Towards AI-Driven Healthcare: Systematic Optimization, Linguistic Analysis, and Clinicians’ Evaluation of Large Language Models for Smoking Cessation Interventions

Scripts for the accepted paper in CHI 2024 conference.

Dataset

A dataset of smoking cessation intervention messages developed by TSET Health Promotion Research Center was used. The dataset is private.

Stages of processing:

Prompt and Decoding Selection

prepare_dataset_to_prompts/prepare_dataset_to_prompts.py: This script takes as input the csv file and split it in two or three parts.

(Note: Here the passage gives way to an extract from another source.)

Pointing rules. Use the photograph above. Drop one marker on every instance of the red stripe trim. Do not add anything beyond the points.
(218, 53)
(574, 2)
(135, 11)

Then, it stores them as csv. Additionally, it stores them with prompt format.
generate_input_prompts/generate_input_prompts.py: This script takes as input the train or validation messages and generates the different kind of prompts used in the paper.
generate_lm_output/generate_lm_output.py: It loads the model and gets generated sentences for different prompt version
generate_lm_output/generate_lm_output_decoding.py: It loads the model and gets generated sentences for different decoding versions.
get_sentences_from_output/get_sentences_from_output_vB_v2.py: It splits the string obtained in order to obtain the generated messages for prompt selection.
get_sentences_from_output/get_sentences_from_output_vC_v2.py: It splits the string obtained in order to obtained the generated messages for decoding selection.
'get_statistics_messages_generated/get_statistics_messages_generated.py: it produces two files: * statistics_summary.csv: average number of messages per model/version * statistics_index_prompt_level.csv: number of messages per prompt
postprocess_on_selfBLEU/postprocess_on_selfBLEU.py: it obtains the BLEU-4 value
discard_on_selfBLEU/discard_on_selfBLEU.py: it discards messages based on threshold for selfBLEU.
discard_on_criteria/discard_on_criteria.py: it discards messages based on certain criteria. For our case: presence of app or similar word, underscore(_) and message length less than 6.
calculate_perplexity/calculate_perplexity.py: it allows to calculate perplexity according to a specific language model
join_results_perplexity/join_results_perplexity.py: it joins the perplexities values from different models.
join_all_sentences/join_all_sentences_v2.py: it joins all final sentences through different combinations.
join_all_sentences/join_all_sentences_v2_vC.py: it joins all final sentences through different combinations and the original messages. The difference with the previous function is the number of outputs. It outputs 2 csv files: one with type original and the other with type: train or validation according to the belonging of the original message.
process_LIWC_results/process_LIWC_results.py: it calculates the mean, standard deviation and standardd error for selected LIWC metrics.
summary tables repetition and criteria.ipynb: it calculates mean, standard deviation, and standard error for number of message at the interaction level.
Process statistics discard and BLEU.ipynb: it calculates mean, standard deviation, and standard error for the reduction after applying the filtering.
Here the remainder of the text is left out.